However, the debt-financed expansion of the public sector could not go on forever, particularly in a context of slowing population growth. The Bouchard government’s drastic civil service cutbacks in the mid-nineties, resulting from pressure emanating from North American capital markets, clearly demonstrated the limits of such public-driven growth in a deindustrializing economy. Having attained the limit of public sector growth, Quebec is now increasingly dependent for balancing the books on resource exploitation such as hydroelectricity, mining and forestry and services such as tourism, liquor distribution, lotteries and casinos. Of course, Quebec is not alone, and similar situations exist to a lesser degree in Ontario (Fortin’s point of reference) and to a greater degree in the United Kingdom.
How has such a relative economic decline, an invalidation of Fortin’s second achievement, come to be? There are many reasons and this is not the place to adequately address the issue. Suffice is it to say that weak indigenous capital formation, flagging entrepreneurship, suffocation by overcentralization, regulation and eccentric corporatism, not to mention the climbing down of the cultural level of the economic elite, have all contributed to dampened economic vitality.

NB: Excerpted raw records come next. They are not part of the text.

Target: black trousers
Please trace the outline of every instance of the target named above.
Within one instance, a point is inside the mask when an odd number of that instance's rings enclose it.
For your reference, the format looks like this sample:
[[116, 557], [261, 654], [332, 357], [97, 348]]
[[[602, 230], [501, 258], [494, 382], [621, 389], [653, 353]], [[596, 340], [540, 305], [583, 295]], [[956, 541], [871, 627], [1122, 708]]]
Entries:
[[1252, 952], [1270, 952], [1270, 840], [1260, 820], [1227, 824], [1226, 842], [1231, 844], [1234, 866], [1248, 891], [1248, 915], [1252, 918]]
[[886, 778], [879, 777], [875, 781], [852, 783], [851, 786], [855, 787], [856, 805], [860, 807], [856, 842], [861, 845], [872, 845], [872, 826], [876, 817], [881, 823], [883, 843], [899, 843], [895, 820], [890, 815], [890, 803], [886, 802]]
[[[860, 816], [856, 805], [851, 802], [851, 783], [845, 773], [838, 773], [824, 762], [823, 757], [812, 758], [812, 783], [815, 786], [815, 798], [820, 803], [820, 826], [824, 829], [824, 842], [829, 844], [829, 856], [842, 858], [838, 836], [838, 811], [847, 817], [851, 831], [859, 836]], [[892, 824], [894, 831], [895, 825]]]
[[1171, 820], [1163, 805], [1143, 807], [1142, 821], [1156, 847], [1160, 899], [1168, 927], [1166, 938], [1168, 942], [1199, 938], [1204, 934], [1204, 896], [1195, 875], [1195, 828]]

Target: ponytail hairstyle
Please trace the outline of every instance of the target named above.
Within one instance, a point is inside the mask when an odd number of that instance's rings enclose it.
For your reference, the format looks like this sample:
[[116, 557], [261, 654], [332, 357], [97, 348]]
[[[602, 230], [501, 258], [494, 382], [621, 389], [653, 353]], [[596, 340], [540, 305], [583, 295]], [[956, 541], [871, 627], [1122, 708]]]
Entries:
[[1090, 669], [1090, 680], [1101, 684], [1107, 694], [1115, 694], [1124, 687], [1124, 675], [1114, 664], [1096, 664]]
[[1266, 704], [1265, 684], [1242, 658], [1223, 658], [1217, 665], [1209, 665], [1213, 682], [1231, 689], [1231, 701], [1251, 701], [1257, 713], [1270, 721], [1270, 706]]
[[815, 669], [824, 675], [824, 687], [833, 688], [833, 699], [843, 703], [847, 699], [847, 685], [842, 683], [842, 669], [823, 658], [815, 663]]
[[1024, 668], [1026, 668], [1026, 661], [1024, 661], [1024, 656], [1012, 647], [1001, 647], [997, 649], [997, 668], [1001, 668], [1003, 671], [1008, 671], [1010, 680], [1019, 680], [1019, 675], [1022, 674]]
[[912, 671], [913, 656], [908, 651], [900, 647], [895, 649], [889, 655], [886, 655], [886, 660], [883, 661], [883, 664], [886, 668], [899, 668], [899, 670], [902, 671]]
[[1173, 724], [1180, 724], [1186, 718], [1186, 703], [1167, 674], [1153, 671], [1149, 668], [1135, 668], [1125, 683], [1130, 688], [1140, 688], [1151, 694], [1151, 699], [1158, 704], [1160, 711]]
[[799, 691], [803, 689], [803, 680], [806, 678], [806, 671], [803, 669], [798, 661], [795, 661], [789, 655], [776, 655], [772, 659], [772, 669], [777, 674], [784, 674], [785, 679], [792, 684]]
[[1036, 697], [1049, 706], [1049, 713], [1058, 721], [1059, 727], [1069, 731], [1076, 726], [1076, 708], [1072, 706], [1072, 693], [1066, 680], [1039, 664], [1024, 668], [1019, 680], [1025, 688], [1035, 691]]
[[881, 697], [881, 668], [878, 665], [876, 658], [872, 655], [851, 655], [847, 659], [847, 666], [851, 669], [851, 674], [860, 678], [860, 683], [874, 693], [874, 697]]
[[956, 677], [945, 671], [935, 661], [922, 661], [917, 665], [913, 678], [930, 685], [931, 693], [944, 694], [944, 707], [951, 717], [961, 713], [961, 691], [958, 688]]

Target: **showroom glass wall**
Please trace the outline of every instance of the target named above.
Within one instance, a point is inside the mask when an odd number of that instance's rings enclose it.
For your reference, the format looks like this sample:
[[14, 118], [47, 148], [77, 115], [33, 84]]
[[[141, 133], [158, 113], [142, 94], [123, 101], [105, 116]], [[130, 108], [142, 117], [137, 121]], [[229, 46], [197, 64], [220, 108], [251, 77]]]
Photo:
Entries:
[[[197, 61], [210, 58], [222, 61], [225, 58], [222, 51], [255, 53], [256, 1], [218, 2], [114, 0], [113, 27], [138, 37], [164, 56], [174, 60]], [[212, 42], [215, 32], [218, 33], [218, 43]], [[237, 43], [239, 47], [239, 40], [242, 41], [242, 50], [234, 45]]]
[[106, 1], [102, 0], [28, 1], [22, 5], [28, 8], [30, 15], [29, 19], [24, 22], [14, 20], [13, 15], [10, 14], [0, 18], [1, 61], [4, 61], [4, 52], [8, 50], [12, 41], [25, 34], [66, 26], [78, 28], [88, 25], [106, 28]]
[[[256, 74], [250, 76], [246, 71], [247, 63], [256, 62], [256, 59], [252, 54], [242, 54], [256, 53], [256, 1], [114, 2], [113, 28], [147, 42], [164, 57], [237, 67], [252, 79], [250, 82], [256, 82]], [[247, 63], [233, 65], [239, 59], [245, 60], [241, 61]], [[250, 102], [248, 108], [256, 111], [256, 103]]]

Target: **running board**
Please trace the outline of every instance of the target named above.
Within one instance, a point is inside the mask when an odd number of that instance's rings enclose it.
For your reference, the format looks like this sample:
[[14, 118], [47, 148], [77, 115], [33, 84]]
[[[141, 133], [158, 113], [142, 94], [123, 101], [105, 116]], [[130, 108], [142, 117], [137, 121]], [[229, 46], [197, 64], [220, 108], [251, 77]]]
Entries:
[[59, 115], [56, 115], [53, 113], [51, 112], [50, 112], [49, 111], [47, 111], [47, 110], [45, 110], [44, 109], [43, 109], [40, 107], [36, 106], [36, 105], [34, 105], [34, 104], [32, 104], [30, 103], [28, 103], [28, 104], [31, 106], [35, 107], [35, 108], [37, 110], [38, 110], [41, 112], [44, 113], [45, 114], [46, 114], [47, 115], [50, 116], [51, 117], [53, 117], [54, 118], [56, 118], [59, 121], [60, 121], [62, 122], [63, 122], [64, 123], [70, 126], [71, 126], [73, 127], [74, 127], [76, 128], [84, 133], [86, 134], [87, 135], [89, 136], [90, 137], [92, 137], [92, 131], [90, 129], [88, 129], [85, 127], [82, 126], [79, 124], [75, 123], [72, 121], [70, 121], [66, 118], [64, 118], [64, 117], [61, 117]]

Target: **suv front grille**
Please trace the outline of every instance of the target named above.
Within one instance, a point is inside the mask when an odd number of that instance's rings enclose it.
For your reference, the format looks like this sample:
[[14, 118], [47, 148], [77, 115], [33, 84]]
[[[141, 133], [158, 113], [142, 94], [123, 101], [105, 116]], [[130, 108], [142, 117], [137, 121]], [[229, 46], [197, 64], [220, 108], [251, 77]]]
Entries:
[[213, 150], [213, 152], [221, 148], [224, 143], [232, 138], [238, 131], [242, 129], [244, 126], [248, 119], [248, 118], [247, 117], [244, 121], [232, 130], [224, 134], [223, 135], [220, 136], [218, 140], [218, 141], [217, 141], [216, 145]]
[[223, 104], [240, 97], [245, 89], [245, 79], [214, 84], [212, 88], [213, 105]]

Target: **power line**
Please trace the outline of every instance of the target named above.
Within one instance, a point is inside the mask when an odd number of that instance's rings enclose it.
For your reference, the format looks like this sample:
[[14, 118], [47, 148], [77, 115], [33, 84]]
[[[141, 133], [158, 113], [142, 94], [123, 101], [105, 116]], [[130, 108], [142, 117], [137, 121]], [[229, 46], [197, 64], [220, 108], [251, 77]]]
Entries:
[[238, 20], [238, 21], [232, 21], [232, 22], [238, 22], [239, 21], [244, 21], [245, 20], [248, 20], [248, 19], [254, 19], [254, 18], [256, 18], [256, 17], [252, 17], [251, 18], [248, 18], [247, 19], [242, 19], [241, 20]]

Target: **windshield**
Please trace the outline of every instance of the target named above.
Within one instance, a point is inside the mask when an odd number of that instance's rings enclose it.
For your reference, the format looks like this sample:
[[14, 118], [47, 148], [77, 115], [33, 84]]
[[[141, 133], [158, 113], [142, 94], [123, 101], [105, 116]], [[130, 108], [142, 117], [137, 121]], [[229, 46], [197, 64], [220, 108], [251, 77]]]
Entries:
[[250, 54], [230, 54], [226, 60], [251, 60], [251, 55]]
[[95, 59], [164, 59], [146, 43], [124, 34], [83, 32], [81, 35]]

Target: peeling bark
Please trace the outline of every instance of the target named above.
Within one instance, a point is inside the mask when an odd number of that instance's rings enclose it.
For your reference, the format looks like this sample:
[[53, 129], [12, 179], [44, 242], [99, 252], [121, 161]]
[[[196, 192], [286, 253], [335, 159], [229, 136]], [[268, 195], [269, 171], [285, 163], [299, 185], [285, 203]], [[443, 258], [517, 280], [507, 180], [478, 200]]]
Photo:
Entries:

For instance, it is difficult to cite economic initiatives comparable to the 1920s creation of a world-class pulp and paper industry resulting from a Quebec government ban on the export of pulpwood. Moreover, almost all of the government-sponsored economic agencies cited by Fortin (SGF, Sidbec, SOQUEM, REXFOR, SOQUIP, SOQUIA, National Asbestos Corporation, Madelipêche, Nouveler and Québecair) have failed, been liquidated or been merged into other agencies.
In all fairness, Fortin recognizes some (but only a few) of these problems, and efforts are being made to address some of the factors contributing to Quebec’s relative economic decline. Nevertheless the reality remains, as does the fact that this reality is equally a part of the heritage of the Quiet Revolution. Most importantly, our ability to sustain the gains of the Quiet Revolution Fortin evokes – to be able to pay for them as he mentions – is very much compromised in the long term by these economic realities.
Essentially, short-term gains have been achieved at the expense of the dilapidation of existing social, cultural, financial and economic capital. The implacable consequence, short of action to rebuild or restore this capital, is that the gains are not sustainable in the long term. Whether the medium- or long-term consequences of the changes implemented at the expense of the dilapidation of existing collective capital will be negative remains to be seen.
What is striking, however, is the extent to which the social-class consciousness of the new technocratic class, whose material base is the expanded public and parapublic apparatuses, has resulted in a failure to appreciate the cost of the dilapidation not only of existing collective economic capital but also of the social capital on which long-term economic development rests. Fortin is not oblivious to this: he speaks of the “reach of government into every corner of Quebec life.” But he fails to appreciate the consequences.
Notes
1 Pierre Fortin, “Quebec’s Quiet Revolution, 50 years later,” Inroads, Summer/Fall 2011, pp. 90–99.
2 André Raynaud, Croissance et structure économique de la province de Québec (Quebec City: Ministère de l’Industrie et du Commerce, 1961).
3 Dan Czarnocki and Gary Caldwell, “Un rattrapage raté: Le changement social dans le Québec d’après-guerre, 1950–1974: Une comparaison Québec/Ontario,” Recherches sociographiques, Vol. 18, No. 2 (1977).